More fundamental than containment, however, is the problem of where the antimatter is going to come from in the first place.

How much antimatter would Venture Star need?

Robert Forward came up with some numbers for his piondrive propulsion system. He figured that to get a small unmanned one-tonne probe to Alpha Centauri at a tenth lightspeed would require around a third of a tonne of antimatter. Venture Star is a lot bigger than that, and goes a lot faster, and, as you can imagine, the fuel load thereby increases; probably the antimatter required is going to be the same order of size as the mass of the ship itself—hundreds of tonnes, perhaps, or thousands. That’s why those spherical fuel pods in Venture Star’s engine stack are so large. Where is RDA going to find that much antimatter?

The trouble is, antimatter doesn’t seem to be easy to find in nature. Here we’re getting into questions of physics and cosmology. Dirac’s equations were symmetrical—they predicted that equal amounts of antimatter and matter should have come spilling out of the Big Bang in the first place. If so, where is the antimatter? How come we don’t see matter-antimatter annihilation events all around us? As far as we can tell the observable universe is basically just matter, aside from traces of antimatter emerging from natural high-energy events like supernova explosions, which leave signatures in cosmic rays.

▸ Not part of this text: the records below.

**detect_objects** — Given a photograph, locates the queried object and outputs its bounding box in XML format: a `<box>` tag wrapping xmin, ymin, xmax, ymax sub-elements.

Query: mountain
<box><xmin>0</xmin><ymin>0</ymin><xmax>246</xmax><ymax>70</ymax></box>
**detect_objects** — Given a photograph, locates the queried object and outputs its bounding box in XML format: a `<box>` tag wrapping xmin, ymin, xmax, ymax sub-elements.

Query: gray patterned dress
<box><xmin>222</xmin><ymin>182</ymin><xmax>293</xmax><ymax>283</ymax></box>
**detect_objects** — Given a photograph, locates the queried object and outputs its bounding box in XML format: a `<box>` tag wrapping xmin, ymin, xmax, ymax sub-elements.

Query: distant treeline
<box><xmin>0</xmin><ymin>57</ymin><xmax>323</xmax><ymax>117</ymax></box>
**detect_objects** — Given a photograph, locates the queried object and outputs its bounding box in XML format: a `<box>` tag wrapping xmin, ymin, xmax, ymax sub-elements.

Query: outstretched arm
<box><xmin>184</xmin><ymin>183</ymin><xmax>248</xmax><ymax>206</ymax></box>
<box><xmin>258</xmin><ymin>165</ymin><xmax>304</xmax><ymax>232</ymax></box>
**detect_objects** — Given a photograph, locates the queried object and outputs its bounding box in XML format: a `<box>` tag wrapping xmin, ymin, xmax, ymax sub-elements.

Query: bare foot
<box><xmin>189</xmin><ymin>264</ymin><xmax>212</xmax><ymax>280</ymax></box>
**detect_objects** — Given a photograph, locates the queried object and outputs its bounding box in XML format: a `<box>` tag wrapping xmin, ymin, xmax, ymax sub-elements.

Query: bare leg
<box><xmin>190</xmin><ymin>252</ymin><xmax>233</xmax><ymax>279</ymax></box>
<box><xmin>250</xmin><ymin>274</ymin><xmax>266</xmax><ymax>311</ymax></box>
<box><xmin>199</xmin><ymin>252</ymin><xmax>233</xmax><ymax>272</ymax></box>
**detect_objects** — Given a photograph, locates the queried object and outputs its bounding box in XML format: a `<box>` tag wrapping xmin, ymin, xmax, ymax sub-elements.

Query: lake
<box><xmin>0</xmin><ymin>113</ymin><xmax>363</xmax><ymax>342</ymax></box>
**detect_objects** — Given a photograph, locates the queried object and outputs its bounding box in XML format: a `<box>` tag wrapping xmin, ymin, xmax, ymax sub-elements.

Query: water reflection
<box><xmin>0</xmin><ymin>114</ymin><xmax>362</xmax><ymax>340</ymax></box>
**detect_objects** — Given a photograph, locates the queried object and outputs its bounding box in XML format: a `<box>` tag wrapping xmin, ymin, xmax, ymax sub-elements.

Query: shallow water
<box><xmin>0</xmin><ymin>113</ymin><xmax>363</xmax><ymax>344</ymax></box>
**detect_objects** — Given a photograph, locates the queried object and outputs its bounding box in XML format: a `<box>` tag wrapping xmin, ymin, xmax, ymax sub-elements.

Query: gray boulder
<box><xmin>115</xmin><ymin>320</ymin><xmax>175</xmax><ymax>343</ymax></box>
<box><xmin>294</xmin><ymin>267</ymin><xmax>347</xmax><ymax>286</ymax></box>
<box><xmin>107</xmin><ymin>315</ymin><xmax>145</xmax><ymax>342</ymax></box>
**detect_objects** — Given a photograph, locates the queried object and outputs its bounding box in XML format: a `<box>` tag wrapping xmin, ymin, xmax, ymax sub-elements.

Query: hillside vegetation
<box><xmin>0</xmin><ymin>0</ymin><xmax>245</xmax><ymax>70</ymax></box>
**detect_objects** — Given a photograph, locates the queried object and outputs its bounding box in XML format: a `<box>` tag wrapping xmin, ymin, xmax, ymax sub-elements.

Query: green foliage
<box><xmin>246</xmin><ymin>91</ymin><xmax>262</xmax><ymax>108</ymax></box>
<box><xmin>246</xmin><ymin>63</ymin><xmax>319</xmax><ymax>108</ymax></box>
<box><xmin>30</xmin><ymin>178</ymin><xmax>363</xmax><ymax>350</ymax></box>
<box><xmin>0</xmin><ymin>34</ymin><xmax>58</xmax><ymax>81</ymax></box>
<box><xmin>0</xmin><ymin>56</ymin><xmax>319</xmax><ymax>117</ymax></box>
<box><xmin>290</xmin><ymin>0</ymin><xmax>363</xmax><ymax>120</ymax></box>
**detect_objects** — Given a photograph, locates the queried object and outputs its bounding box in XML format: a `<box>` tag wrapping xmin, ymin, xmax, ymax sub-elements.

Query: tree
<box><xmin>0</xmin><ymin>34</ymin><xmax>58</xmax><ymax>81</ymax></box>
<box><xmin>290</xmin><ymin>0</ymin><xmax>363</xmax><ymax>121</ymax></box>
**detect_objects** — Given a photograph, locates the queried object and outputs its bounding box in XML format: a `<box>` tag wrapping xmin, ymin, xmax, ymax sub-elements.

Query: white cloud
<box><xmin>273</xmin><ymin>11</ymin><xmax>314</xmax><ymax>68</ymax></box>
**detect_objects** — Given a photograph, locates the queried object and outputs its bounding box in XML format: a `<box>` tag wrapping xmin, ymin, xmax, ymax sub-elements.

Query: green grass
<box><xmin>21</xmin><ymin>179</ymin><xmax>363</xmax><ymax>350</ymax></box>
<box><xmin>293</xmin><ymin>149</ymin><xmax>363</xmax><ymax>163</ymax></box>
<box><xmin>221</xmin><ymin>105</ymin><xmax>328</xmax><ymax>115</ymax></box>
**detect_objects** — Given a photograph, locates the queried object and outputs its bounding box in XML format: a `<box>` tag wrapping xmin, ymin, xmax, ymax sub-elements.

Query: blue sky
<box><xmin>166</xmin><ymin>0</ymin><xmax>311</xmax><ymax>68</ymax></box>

The answer seems to lie in the subtleties of high-energy physics and the details of creation after the Big Bang. The laws of physics may not be quite symmetrical after all. A bit more matter than antimatter came spewing out of the Big Bang. A carnival of annihilation followed, filling the universe with a bath of radiation, and eliminating all the antimatter, and all but a trace of the matter. The excess of matter over antimatter had only been one part in ten billion, but that was enough to provide all the matter that makes up the galaxies, stars, planets, and you. This is a nice bit of physics, though the details are far from settled. But for a would-be antimatter rocket engineer all that’s important is that nature seems stingy when it comes to coughing up the juice.

Could we manufacture it? At the moment our only antimatter “factories” are particle accelerators, like Fermilab in Chicago. The antimatter produced by slamming fundamental particles into each other at near-lightspeed inside such machines amounts to around one ten millionth of a gram per year. (And that’s at a cost of around a hundred thousand trillion dollars per kilo! This, you will note, is somewhat higher than unobtanium’s twenty million per kilo, as Selfridge quotes to Grace Augustine.) To make a few hundred tonnes at that rate would take millions of billions of years, a time which exceeds the age of the universe by a factor of… oh, let’s not even go there.

There will clearly have to be a revolution in antimatter procurement to make all this work, and maybe that will come. Antimatter does have some practical applications today, such as in the PET (positron emission tomography) imaging system used in medicine. Maybe that will promote advances in its manufacture and storage. And Robert Forward pointed out that a factory dedicated to producing antimatter could be a lot more efficient than high-energy physics experiments producing it as a by-product.

This is what has been achieved in the universe of Avatar, in which a tremendous particle accelerator on the far side of the moon churns out antimatter in the quantities needed to send Venture Star and its sisters to Pandora—and the reason this giant engine is on the lunar far side is to keep the Earth safe from the huge energies it handles.

Interstellar travel is hugely challenging. For now we can say that we know Venture Star could work in principle, but we don’t yet know how to build it, and couldn’t yet manufacture the antimatter needed to run it. But we do believe it could one day exist, and could take us to Pandora.

And, even though Jake Sully sleeps through the whole thing, the journey itself would be a tremendous adventure.